Implications for Investors and the Market
While all major tech stocks trade at elevated valuations, the others have massive, resilient earnings streams to justify them. Tesla does not. Analysts from UBS, Morgan Stanley, and others have already downgraded the stock and slashed price targets. If the core business continues to deteriorate and futuristic projects burn cash, a significant de-rating is inevitable. The Tesla-SpaceX merger speculation is, therefore, a potential circuit breaker for this downward pressure. It offers a new variable that could reset valuation models and sustain the premium that has long been attached to Musk’s vision.
Synthesizing the Path Forward for Global Investors
The evidence is conclusive: Tesla’s standalone trajectory is unsustainable for its current market valuation. Declining sales, eroding margins, an inconsequential FSD business, and the loss of regulatory credit income paint a picture of a company in transition—or crisis. Elon Musk’s personal financial incentives are perfectly aligned with finding a solution that reinflates the stock price. A Tesla-SpaceX merger emerges as the most coherent strategy to achieve this. It would provide an immediate valuation boost, secure Musk’s historic compensation, and buy time for Tesla’s long-shot projects to mature.For institutional investors and fund managers engaged in Chinese and global equity markets, the imperative is clear.

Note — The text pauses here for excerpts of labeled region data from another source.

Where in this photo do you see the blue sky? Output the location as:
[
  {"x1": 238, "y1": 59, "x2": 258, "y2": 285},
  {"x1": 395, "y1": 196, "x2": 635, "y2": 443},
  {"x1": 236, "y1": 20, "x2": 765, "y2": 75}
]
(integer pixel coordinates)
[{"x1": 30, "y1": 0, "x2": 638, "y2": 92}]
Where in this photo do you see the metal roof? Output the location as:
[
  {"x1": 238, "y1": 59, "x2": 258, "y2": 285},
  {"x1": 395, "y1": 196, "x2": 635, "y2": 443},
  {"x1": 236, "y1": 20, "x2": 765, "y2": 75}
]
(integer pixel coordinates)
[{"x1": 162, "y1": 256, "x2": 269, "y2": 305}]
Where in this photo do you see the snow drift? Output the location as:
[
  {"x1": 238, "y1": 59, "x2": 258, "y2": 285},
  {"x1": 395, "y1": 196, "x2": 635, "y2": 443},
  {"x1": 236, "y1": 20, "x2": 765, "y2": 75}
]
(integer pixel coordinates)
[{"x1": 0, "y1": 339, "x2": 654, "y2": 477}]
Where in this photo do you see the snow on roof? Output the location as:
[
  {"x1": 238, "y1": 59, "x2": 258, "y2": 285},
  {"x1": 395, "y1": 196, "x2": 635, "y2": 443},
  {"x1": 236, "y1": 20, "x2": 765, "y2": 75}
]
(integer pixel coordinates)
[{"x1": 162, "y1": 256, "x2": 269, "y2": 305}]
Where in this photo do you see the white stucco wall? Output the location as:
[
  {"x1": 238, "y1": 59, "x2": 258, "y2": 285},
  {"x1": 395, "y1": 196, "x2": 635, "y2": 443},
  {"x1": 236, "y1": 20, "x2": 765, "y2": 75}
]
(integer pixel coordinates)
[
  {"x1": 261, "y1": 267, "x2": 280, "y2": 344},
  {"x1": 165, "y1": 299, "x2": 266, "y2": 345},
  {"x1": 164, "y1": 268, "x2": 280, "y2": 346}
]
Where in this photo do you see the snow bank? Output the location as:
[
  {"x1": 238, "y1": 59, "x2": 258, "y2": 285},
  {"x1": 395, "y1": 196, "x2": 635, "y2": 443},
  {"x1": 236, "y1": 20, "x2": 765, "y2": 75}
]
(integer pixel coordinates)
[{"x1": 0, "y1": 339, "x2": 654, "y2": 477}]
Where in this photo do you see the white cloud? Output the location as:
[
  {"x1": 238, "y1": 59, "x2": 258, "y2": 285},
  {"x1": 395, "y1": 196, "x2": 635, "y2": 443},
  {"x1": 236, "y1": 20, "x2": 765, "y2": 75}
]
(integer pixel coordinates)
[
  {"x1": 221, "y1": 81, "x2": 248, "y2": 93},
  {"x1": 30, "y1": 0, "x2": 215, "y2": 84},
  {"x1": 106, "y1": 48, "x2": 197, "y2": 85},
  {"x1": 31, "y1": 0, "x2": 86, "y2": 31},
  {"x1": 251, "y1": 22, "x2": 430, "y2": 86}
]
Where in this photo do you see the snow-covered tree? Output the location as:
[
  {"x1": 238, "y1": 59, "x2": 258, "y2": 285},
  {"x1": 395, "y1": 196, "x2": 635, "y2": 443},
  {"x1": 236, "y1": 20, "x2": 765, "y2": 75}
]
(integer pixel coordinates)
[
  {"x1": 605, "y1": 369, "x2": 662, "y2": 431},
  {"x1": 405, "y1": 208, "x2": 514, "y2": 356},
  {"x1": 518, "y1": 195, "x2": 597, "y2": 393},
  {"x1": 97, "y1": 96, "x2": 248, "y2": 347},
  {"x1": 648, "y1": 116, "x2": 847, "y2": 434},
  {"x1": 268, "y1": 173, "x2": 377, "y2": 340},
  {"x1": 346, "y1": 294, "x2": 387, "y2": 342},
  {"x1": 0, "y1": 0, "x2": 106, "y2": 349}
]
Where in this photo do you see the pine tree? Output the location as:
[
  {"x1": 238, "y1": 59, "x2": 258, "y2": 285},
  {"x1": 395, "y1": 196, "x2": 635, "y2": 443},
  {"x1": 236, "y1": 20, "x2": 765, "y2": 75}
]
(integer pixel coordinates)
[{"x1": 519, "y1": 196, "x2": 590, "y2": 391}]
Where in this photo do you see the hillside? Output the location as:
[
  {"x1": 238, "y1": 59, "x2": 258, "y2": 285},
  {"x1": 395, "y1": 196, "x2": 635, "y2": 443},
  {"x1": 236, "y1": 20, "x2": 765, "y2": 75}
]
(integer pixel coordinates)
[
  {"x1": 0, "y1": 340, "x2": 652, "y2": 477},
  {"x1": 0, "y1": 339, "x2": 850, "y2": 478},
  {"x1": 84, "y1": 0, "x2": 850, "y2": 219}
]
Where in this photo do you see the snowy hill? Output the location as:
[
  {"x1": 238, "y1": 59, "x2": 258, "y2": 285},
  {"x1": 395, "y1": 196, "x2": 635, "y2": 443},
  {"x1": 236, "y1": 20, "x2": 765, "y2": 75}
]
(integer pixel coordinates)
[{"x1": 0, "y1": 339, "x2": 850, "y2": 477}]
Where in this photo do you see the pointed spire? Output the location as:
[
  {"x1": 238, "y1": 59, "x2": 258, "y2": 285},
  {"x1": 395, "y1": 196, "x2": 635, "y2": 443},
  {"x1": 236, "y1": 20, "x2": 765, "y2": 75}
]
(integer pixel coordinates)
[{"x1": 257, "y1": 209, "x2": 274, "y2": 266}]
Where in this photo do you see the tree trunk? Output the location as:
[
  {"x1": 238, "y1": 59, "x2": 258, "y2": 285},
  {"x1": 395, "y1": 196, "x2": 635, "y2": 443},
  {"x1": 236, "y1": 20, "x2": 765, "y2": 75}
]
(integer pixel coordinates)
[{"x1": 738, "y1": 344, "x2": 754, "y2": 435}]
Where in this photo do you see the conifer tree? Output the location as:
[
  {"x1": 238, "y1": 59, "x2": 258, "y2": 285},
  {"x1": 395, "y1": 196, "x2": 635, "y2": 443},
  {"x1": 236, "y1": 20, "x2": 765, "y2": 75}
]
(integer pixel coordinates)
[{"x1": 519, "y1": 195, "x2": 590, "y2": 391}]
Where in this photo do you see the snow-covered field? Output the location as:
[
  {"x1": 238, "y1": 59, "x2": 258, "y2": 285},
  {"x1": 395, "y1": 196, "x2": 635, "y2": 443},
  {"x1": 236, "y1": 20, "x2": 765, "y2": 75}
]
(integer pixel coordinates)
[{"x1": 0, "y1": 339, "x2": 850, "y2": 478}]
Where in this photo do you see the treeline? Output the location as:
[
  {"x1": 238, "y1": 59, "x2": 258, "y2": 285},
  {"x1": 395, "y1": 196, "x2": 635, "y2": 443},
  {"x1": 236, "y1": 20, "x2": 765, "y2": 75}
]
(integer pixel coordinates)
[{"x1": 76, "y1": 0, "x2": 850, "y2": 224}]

Monitor any official announcements regarding SpaceX’s IPO plans and potential merger discussions with extreme vigilance. The investment thesis for Tesla is no longer just about electric vehicle volumes or software updates; it is increasingly about corporate strategy and financial engineering. The potential Tesla-SpaceX merger is not merely a rumor; it is a logical outcome of the pressures facing Tesla and the ambitions of its leader. Prudent investors should factor this high-probability strategic shift into their risk assessments and valuation models, recognizing that the future of one of the world’s most iconic companies may indeed hinge on the fortunes of another.